As the afternoon wore on, Simon’s neighbours crowded onto his little verandah. They listened to the radio and watched the TV news, trying to work out what was going on. The ABC reported that the Hernes Oak fire, which the CFA thought was contained, had flared up and spread along the Princes Freeway towards the mine from the west, before the wind change pushed the flames just past the north-west edge of Morwell and into the timber plantations to the north of town. But Simon and his neighbours couldn’t see any of that – the smoke was too thick. As they sat there with their drinks, the mood was strangely festive; they were scared, but also excited. Simon took photograph after photograph as smoke billowed from one of Australia’s most profitable holes in the ground into the ash-grey sky. The sun looked like an orange moon. The smoke had a weird smell and taste to it.
At 8.16 p.m. that evening, Trevor Rowe, spokesperson for GDF suez, was interviewed by Scott Bevan on ABC news 24. GDF suez is the owner of Hazelwood mine and one of the largest energy companies in the world. They refused to be interviewed for this book.
‘Earlier this afternoon the fires did spread into [the] northern batters of the Hazelwood mine,’ Rowe confirmed. ‘Fortunately, it’s an old worked-out area of the mine and it’s some distance from our normal coal-mining operation[s] so they haven’t been affected.’
Bevan asked Rowe: ‘If a fire were to get into a mine, into coal seams, I guess, for a layman like me, what’s the threat? What’s the long-term, or, indeed, the medium-term issue with that?’
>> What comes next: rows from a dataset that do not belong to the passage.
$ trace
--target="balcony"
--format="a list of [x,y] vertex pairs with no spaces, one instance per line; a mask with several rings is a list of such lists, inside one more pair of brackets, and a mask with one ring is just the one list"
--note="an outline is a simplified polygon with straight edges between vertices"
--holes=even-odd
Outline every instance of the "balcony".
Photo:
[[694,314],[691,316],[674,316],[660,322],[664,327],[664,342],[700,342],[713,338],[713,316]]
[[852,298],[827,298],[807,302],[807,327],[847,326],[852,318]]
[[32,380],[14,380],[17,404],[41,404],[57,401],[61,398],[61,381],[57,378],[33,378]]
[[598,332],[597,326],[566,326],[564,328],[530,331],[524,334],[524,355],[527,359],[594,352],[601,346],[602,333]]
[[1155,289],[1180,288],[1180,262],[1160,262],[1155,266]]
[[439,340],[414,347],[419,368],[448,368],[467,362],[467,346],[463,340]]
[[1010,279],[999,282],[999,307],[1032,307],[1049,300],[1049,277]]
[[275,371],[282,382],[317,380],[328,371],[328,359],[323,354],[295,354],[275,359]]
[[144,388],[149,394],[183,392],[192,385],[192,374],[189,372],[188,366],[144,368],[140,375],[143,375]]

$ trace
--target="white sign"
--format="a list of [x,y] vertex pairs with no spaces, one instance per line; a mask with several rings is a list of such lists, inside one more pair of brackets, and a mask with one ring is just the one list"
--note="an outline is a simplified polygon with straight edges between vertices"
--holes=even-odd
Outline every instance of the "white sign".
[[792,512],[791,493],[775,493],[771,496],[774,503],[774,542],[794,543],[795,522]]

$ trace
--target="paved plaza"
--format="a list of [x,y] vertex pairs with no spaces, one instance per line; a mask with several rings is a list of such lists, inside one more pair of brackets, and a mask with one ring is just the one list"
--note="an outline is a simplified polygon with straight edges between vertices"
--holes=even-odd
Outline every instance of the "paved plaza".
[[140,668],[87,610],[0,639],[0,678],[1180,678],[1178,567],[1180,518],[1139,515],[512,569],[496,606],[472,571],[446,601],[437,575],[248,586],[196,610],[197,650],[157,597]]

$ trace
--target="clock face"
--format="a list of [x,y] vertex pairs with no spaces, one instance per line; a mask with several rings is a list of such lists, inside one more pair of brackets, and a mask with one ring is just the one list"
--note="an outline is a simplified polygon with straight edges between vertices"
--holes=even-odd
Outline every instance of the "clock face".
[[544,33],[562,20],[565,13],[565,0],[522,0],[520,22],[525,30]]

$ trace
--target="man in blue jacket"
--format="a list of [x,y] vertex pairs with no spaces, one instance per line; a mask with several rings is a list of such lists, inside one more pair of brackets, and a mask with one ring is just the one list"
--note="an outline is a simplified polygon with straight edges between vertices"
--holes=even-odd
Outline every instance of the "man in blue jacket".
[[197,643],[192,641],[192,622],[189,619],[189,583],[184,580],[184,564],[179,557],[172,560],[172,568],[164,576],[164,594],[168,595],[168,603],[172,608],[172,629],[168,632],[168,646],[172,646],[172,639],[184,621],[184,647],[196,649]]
‘Look, our experience in years gone by, Scott, is that they are very difficult fires to manage,’ Rowe replied. ‘But, as I said, this area is well away from our operating area so we don’t have that concern.’
The ‘northern batters’ is mining slang for the coalface on the northern edge of the Hazelwood mine. This steep, terraced bank is 3 kilometres long and 130 metres high: as tall as the Sydney Harbour Bridge, and over three times as wide.
Simon thought that Trevor Rowe was trying to give listeners the impression that because Hazelwood was still supplying electricity to the grid, there was nothing to worry about. Once the interview had finished, he called the ABC.
‘You’ve just finished speaking to some guy from the mine?’ he said. ‘I’m sorry, but he’s talking a load of shit.’ The ABC asked simon if they could put him on air. ‘go for your life!’ he said. And then, when he was on: ‘Some guy called Trevor Rowe has just come on the radio and said there’s no problem – but I can tell you that I’m looking at the mine now, and the mine is burning.’
Bevan asked him if he was sure.
‘As sure as I’m standing here. I can see both edges of the mine, and I can clearly see fire coming from the middle of it.’
An hour later, the explosions started. At first everyone thought it was the briquette factory next to Hazelwood Power Station, but thanks to the infra-red setting on Simon’s video camera, he worked out it happened directly in front of the power plant – inside the mine. He managed to film the second and third blasts. He called the ABC again, and they put him straight to air.
‘My name is Simon Ellis, I’m from Morwell in the Latrobe Valley, Gippsland. We’ve just witnessed three enormous explosions, over by Hazelwood Power Station . . . And now we’re seeing what are probably 50-foot high flames, right now. All we can see is fire – I mean, it’s going so fast, it’s probably moved now, easy a couple hundred metres since I’ve been speaking to you . . .’
When asked about the explosions, he said, ‘One minute you could see the haze of the orange of the low-lying fire – and then the entire sky just lit up.’
From Simon’s verandah, everyone peered between the two trees on Comans Street to Hazelwood Power Station, which was illuminated by the flames. Another explosion. In the blinding flash, all Simon could see was the silhouette of two little trees.